Benton also challenges a second familiar story, the one about sovereignty understood as control over territory and borders.  Historians typically assume that between the sixteenth and eighteenth centuries European states haltingly consolidated sovereignty.  In this picture, empires marked by composite rule and semi-autonomous jurisdictions lagged behind metropoles but likewise moved towards fuller territorial control.  Benton questions this trajectory.  Empires often emphasized symbolic display and management of trade over control of borders.  They experimented with plural legal systems and complicated schemes of partial sovereignty.  And they experienced the continual emergence of “legal and geographic variations,” including new island work camps and penal colonies, trading enclaves, and loosely aligned jurisdictions (p. 282).  Benton proposes a “more open-ended narrative about the persistence of empires and states composed of varied and sometimes-overlapping fields of partial sovereignty” (p.291)  On this view, divided sovereignty was not a necessary evil of young colonies later overcome; and colonies did not routinely become better incorporated into sovereign states.

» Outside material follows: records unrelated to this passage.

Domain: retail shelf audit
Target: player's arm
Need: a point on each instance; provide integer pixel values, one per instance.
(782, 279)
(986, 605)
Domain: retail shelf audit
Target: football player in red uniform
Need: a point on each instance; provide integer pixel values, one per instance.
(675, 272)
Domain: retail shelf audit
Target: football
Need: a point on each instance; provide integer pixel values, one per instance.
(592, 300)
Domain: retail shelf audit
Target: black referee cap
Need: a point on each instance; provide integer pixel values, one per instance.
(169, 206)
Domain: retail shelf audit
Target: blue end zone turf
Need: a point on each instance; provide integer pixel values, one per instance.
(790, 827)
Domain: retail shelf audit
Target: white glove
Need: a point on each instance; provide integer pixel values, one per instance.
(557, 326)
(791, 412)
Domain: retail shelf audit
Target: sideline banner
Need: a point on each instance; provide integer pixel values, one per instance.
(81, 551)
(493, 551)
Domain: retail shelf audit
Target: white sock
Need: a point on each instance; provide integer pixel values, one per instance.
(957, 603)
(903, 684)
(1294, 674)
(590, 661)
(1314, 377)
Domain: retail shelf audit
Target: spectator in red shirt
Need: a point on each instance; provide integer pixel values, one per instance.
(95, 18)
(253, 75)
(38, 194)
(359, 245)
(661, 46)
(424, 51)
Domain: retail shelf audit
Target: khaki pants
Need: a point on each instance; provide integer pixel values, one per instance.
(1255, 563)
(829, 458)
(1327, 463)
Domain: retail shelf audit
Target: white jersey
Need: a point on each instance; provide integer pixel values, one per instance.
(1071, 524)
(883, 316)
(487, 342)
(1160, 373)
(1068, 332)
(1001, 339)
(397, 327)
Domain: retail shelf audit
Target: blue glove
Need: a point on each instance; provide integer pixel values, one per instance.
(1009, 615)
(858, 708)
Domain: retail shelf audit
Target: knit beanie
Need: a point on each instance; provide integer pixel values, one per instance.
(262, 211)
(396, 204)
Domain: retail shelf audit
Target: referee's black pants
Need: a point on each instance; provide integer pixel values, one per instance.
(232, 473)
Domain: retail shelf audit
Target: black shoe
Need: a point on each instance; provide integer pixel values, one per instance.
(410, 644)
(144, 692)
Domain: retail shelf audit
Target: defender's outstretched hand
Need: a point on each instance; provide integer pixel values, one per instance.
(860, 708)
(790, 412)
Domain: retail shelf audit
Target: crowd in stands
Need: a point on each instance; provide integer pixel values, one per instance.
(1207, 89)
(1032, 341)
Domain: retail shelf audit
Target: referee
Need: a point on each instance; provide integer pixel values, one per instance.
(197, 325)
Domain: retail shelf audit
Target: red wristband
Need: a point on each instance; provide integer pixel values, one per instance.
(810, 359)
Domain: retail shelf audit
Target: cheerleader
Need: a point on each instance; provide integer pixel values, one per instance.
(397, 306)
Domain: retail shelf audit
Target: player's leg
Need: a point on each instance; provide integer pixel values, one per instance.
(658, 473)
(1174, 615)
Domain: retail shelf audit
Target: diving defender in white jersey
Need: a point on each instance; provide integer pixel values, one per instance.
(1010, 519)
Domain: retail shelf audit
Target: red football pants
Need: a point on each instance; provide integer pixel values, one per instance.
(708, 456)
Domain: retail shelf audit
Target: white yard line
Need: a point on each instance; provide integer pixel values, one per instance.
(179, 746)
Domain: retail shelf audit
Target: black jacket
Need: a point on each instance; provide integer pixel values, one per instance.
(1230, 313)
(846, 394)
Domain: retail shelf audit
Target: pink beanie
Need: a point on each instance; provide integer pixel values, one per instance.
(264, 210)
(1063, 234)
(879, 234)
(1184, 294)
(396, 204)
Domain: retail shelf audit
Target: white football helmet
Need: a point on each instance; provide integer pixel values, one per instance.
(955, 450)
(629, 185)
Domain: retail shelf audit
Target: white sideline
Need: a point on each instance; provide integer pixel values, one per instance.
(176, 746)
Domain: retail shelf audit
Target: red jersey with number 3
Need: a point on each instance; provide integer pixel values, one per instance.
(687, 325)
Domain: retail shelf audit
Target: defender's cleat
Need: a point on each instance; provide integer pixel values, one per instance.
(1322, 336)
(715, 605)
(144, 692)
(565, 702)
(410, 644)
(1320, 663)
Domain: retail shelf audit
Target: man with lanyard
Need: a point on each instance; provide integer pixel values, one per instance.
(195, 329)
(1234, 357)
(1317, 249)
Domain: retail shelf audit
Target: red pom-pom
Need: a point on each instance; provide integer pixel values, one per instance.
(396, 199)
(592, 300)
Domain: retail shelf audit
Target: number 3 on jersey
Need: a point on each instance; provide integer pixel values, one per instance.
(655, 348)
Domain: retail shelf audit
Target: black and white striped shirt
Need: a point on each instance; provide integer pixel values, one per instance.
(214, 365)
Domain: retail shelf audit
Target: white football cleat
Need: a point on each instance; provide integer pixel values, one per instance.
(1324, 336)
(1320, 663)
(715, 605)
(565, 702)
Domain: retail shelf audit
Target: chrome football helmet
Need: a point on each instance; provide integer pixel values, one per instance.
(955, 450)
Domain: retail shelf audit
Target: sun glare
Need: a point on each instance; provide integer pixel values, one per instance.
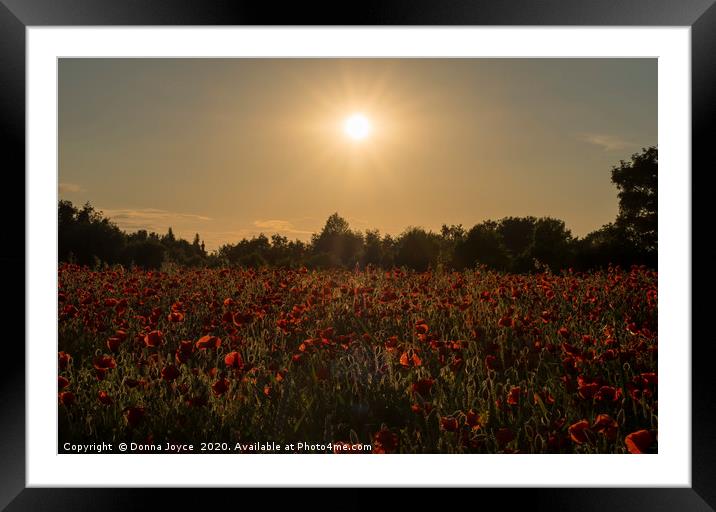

Benton uses, as a foil, accounts of imperial history that distinguish between a European zone of law and extra-European regions of lawlessness or “exception” (to use Carl Schmitt’s terminology).  Where these scholars see the suspension of law, Benton labors to find “patterned variations of legal ordering” (p.287).  Though often brutal, her explorers, pirates, settlers, and commanders creatively cited legal concepts to support economic and political claims, interact with indigenous people, and define their position in turbulent overseas lands.  Out of this effervescence of claim-making and “legal posturing” arose principles governing land dispossession, prize law, slavery, labor discipline, and police regulations that would enjoy a long, dark future in overseas colonies.  But those who would look for legal invention in places of exception will eventually encounter a familiar problem in legal philosophy and “rule of law” theory: Can every contention by pirates, captains, and wielders of the lash be styled a “legal” claim?  Is there a point where, finally, will and rationalization become too brazen to be dignified as a variant understanding of law?  To extend Benton’s perspective further than she does in her sober monograph would heighten the force of these perennial questions.  One may accept the challenge of these questions and yet preserve Benton’s account by reading it with an ironist’s spirit: legal regimes emerged out of self-interested legal posturing repeated often enough to turn cynicism into custom.